Итак, в литературе Древней Руси домонгольского периода складывается на основе полученной из Болгарии византийской переводной литературы богослужебного характера целая библиотека книг, причем строго системно и иерархически организованная и воспринимаемая в Древней Руси уже как собственная.

По какому принципу была организована эта книжная система и какое место в ней занимают интересующие нас житийные тексты? В.П. Виноградов в дореволюционном исследовании «Уставные чтения» (вып. I) пишет о роли Уставных чтений, связывая их с характером идейной жизни Древней Руси: «Уставные Чтения — чрезвычайно важный факт (курсив автора. — Л. Д.) в исторической жизни Древней Руси» [3, с. 7]. Он говорит о «значении Уставных Чтений как первостепенной силы, давшей направление идейной жизни общества», называет их «важнейшим источником и вместе продуктом древнерусской литературной деятельности» [3, с. 8], «средоточным центром, около которого вращалась вся идейная жизнь древнерусского общества» [3, с. 10]. При этом он опирается на труды Н.К. Никольского, который еще ранее писал: «Уставным Чтениям выпало на долю быть главным источником русских духовных идеалов. <...> Жития святых полны примерами живой склонности к аскетизму, пробуждавшейся в отроческие годы у будущих подвижников под влиянием слышанных в церкви божественных писаний, т. е. отеческих творений и житий.
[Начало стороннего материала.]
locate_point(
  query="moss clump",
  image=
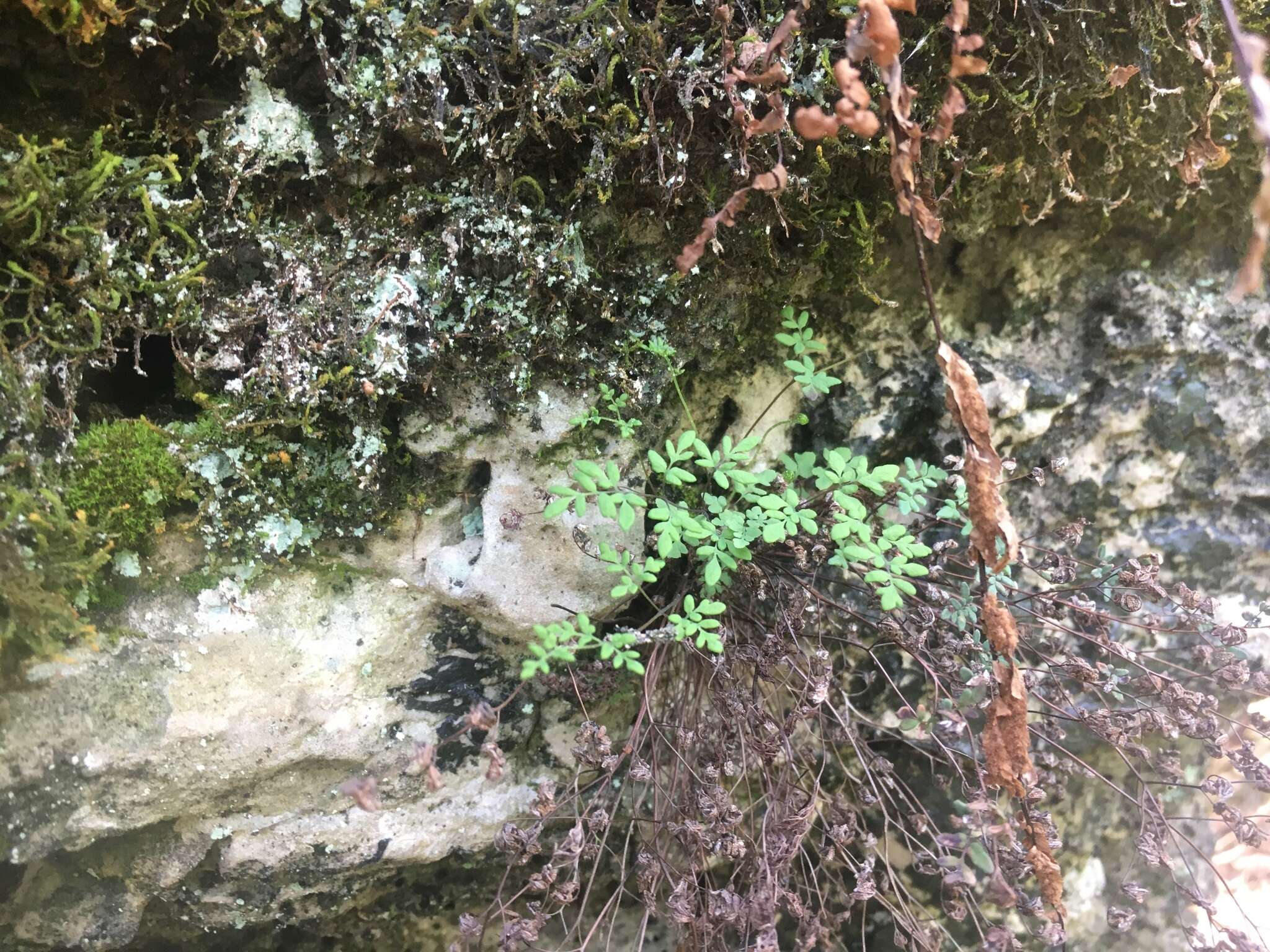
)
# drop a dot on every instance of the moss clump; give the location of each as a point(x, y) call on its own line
point(125, 479)
point(79, 20)
point(50, 559)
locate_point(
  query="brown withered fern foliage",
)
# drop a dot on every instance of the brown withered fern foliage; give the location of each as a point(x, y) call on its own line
point(849, 777)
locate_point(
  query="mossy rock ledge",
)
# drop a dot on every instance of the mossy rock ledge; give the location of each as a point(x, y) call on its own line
point(300, 298)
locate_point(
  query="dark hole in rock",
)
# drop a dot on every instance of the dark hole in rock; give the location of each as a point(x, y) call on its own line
point(728, 414)
point(474, 490)
point(122, 391)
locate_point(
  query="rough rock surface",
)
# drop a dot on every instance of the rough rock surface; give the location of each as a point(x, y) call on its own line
point(1150, 382)
point(196, 765)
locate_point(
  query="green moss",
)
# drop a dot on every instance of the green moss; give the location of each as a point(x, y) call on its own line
point(125, 479)
point(94, 243)
point(50, 559)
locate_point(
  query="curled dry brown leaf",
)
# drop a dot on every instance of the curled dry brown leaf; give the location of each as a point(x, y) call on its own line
point(773, 122)
point(1008, 763)
point(873, 33)
point(988, 513)
point(1049, 875)
point(773, 182)
point(953, 106)
point(1000, 626)
point(1119, 76)
point(963, 64)
point(851, 111)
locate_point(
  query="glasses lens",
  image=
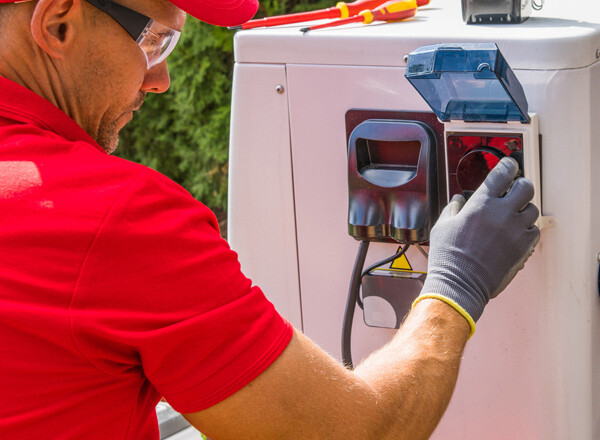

Вообще, склад идеальных понятий древнерусского человека и его убеждений свою коренную основу имел в том учении, которым Церковь наделяла его в Уставных Чтениях» (Курсив автора. — Л. Д) [10, с. 225]. И далее: «Наряду с прочитыванием божественных писаний в церкви, тот же четий материал употреблялся и для домашнего или келейного чтения, которое в древности было почти равносильным, хотя и менее общедоступным источником просвещения <...> В истории Церковного Устава и назначенных им чтений следует искать разгадку и основного направления древнерусской духовной литературы, и последовательности в ее развитии, и частных интересов ее, и стилистических вкусов писателей, живших до половины XVII века включительно» [10, с. 226].

Эта важная мысль о такой глубокой связи древней книжности с Типиконом не получила должного развития в советской медиевистике, и лишь в конце 1980 годов была обозначена как проблема, которую нужно изучать (3). Среди современных исследователей эту идею вслед за Н.К. Никольским развивает Л.В. Левшун, связывая с Типиконом иерархию переводной литературы и принцип дальнейшего формирования оригинальной древнерусской книжности: «Устав действительно “задавал” не только определенный корпус книг, но и их иерархию» [7, с. 80], и «.именно система уставных чтений является основанием и обоснованием ядра жанровой системы средневековой книжности: оригинальные произведения восточнославянской словесной культуры в жанровом отношении ориентировались (в соответствии с модусом бытия книжника, их создающего) на типикарный круг чтений» [7, с. 68-69] (4).

Итак, из сказанного выше ясно, что жития (или Четьи-Минеи) составляют один из трех главных отделов Уставных чтений, органично внутренне связанный с «похвальным» и «нравоучительным» отделами, и имеют церковно-литургическое происхождение. Что же дает нам это знание о происхождении и главной функции житий? Оно предлагает нам ключ к пониманию специфики создания текста и функции агиографического образа. Цель богослужения, объединяющего видимый и невидимый мир в одном священном действии, включающего в это действие святых, чья память приходилась на этот день, становилась целью и жития как словесной иконы; эта цель продолжала осуществляться в житии для воспринимающего его человека и тогда, когда оно само выносилось за пределы храма. Ведь известно, что важнейшим фактором формирования четьей литературы, широко распространившейся на Руси, и было то, что жития не оставались только внутри богослужения, а становились чтением и за его пределами — келейным, домашним. И чем дальше, тем в большей степени, начиная с XI в. — времени домонгольской Руси — по XV в., с разной долей интенсивности переводились византийские жития. Осваивались и восточнославянские жития других стран (например, Жития Людмилы и Вячеслава Чешских). Так что к XVI веку назрела необходимость создания большого свода житий, что и осуществил митрополит Макарий, собрав воедино все имеющиеся жития и включив вновь составленные о русских святых в Великие Минеи Четьи.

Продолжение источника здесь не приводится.